August 15, 1999
Dearest Jane,

The garden is doing wonderfully. I have the standard honeysuckle and gardenias, as well as some of the heartier rose bushes. I also put in a couple of night blooming flowers. But, my center piece of the garden is the sapling oak tree I had shipped in. I have built the greenhouse with it in mind.

I must confess that I did not build the garden all by myself. After the third time of smacking myself with a hammer and finally breaking the piece of wood I was attempting to hammer, I went to Zacharie for help. I suppose it is all this physical activity that Booker has been making me do that has turned my head. I vastly over estimated my ability to hammer things together. Fortunately for me, not only is Zacharie good at this sort of thing, he likes doing it, too, and takes direction very well. He was even able to put together the glass without shattering the panes. I am not sure I could have done the same.

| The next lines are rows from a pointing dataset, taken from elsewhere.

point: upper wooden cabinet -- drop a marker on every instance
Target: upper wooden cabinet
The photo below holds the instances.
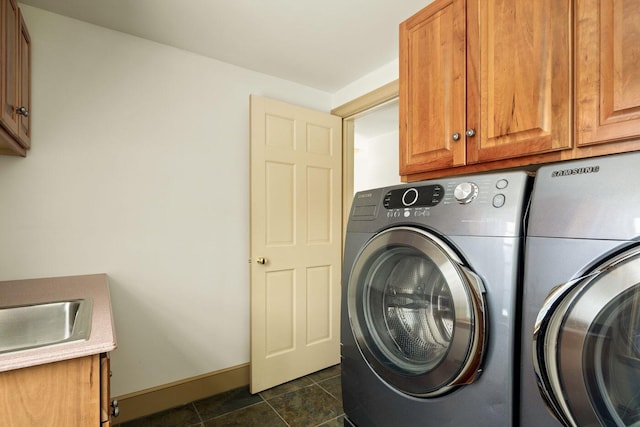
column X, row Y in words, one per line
column 607, row 71
column 484, row 80
column 15, row 96
column 490, row 84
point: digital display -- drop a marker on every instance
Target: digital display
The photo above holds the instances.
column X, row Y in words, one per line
column 426, row 196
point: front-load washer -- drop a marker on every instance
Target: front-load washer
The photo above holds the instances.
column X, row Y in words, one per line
column 581, row 316
column 429, row 302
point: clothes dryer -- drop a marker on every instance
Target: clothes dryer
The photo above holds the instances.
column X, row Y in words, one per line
column 581, row 318
column 431, row 281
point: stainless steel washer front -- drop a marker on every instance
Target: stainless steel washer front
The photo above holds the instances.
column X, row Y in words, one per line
column 587, row 346
column 417, row 312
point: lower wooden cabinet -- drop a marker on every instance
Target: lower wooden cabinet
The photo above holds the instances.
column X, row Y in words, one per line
column 69, row 393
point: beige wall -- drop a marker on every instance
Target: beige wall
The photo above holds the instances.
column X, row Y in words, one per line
column 139, row 169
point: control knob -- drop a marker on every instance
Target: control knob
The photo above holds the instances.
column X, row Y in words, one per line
column 465, row 192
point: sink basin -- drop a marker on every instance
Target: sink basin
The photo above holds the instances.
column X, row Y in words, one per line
column 32, row 326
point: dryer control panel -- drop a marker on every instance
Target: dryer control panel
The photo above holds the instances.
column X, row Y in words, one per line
column 415, row 197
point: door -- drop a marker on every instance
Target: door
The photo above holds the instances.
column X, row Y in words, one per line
column 607, row 78
column 587, row 345
column 518, row 78
column 417, row 312
column 432, row 88
column 296, row 241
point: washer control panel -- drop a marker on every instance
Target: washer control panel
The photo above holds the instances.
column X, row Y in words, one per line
column 414, row 197
column 465, row 192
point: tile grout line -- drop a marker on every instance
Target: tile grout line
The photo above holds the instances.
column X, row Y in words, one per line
column 198, row 413
column 277, row 413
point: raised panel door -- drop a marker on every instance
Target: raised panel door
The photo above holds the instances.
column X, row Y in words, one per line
column 296, row 241
column 519, row 68
column 432, row 88
column 9, row 71
column 24, row 85
column 607, row 71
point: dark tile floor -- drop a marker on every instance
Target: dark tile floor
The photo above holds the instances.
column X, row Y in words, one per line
column 314, row 400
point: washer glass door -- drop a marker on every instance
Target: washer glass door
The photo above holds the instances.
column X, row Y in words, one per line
column 587, row 348
column 417, row 312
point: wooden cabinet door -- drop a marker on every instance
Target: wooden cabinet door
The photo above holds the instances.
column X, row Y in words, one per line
column 607, row 71
column 65, row 393
column 519, row 68
column 9, row 70
column 432, row 85
column 24, row 84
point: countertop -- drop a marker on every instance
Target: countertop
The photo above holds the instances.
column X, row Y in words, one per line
column 34, row 291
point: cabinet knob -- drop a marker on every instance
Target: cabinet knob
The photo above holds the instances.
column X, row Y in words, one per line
column 115, row 410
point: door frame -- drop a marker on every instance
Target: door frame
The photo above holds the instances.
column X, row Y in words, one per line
column 349, row 112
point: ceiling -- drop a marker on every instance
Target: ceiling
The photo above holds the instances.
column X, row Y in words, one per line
column 324, row 44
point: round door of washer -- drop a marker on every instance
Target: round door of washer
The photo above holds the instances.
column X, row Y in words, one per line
column 417, row 312
column 587, row 346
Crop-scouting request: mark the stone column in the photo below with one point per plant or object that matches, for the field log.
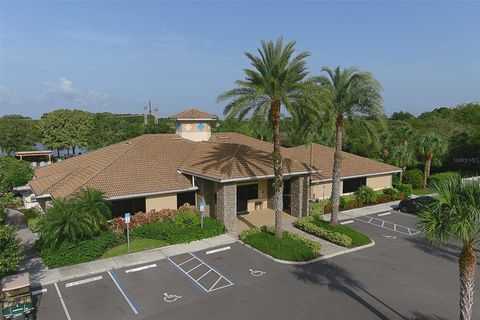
(227, 206)
(299, 196)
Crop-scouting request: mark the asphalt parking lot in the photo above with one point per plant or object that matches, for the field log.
(398, 278)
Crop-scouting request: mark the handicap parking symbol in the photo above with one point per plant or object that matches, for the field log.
(256, 273)
(170, 297)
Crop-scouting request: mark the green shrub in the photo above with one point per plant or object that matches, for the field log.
(365, 195)
(68, 253)
(172, 233)
(343, 202)
(414, 177)
(316, 208)
(186, 219)
(306, 224)
(358, 238)
(11, 254)
(440, 177)
(290, 246)
(404, 188)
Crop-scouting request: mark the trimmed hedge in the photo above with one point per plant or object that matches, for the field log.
(414, 177)
(306, 224)
(290, 246)
(439, 177)
(69, 253)
(174, 233)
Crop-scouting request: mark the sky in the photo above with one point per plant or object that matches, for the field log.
(115, 56)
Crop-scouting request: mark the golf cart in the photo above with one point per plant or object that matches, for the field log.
(16, 298)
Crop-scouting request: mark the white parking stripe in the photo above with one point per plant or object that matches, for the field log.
(218, 250)
(40, 291)
(114, 279)
(141, 268)
(62, 302)
(76, 283)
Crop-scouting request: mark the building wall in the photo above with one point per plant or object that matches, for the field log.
(374, 182)
(194, 130)
(164, 201)
(380, 182)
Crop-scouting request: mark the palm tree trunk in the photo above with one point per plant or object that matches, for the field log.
(337, 162)
(277, 169)
(467, 264)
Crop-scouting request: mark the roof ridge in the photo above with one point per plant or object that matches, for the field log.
(113, 161)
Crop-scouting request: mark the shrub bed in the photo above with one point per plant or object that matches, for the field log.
(290, 246)
(307, 224)
(68, 253)
(174, 232)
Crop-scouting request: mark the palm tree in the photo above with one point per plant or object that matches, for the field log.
(455, 218)
(354, 95)
(429, 146)
(64, 221)
(402, 155)
(92, 203)
(278, 78)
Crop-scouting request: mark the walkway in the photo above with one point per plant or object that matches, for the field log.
(32, 262)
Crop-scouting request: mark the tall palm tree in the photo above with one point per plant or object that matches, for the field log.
(354, 95)
(402, 155)
(429, 146)
(455, 218)
(278, 78)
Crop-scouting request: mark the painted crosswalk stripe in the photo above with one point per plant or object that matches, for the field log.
(218, 250)
(141, 268)
(122, 291)
(76, 283)
(62, 302)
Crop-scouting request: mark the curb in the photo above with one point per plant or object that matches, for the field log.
(299, 263)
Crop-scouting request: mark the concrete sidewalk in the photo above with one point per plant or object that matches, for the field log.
(50, 276)
(363, 211)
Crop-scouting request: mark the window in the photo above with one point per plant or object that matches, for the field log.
(120, 207)
(351, 185)
(186, 197)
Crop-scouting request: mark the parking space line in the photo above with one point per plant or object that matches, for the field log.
(141, 268)
(62, 302)
(76, 283)
(186, 261)
(197, 281)
(123, 292)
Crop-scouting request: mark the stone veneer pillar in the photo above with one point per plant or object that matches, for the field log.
(227, 206)
(299, 196)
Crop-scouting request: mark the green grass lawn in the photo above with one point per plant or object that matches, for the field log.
(285, 248)
(422, 192)
(358, 238)
(135, 245)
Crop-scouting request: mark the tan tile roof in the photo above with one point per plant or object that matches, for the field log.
(223, 161)
(145, 164)
(193, 113)
(352, 165)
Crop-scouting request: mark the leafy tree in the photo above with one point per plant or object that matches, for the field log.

Unfortunately, building my garden has set me back a pretty penny. Almost half of my savings account. That, of course, makes me nervous. However, I believe it has been well worth it. I love my garden. So do the cats. It is wonderful to walk into the greenhouse, smell the earth and see the flowers blooming. I need living plants around me. I just know my sapling oak will grow big and strong through the coming years. It is something I shall watch with great pleasure.

That reminds me. Last week, I was invited to a corporate party for some company in the Concord area. I do not remember which company. They all seem the same after a while. I go to these parties to make contacts - just like everyone else. Occasionally, I am lucky enough to attend an art gallery opening or something more interesting than merely a large number of people patting themselves on the back for some minor accomplishment that will mean nothing in a few years - or even in a few months.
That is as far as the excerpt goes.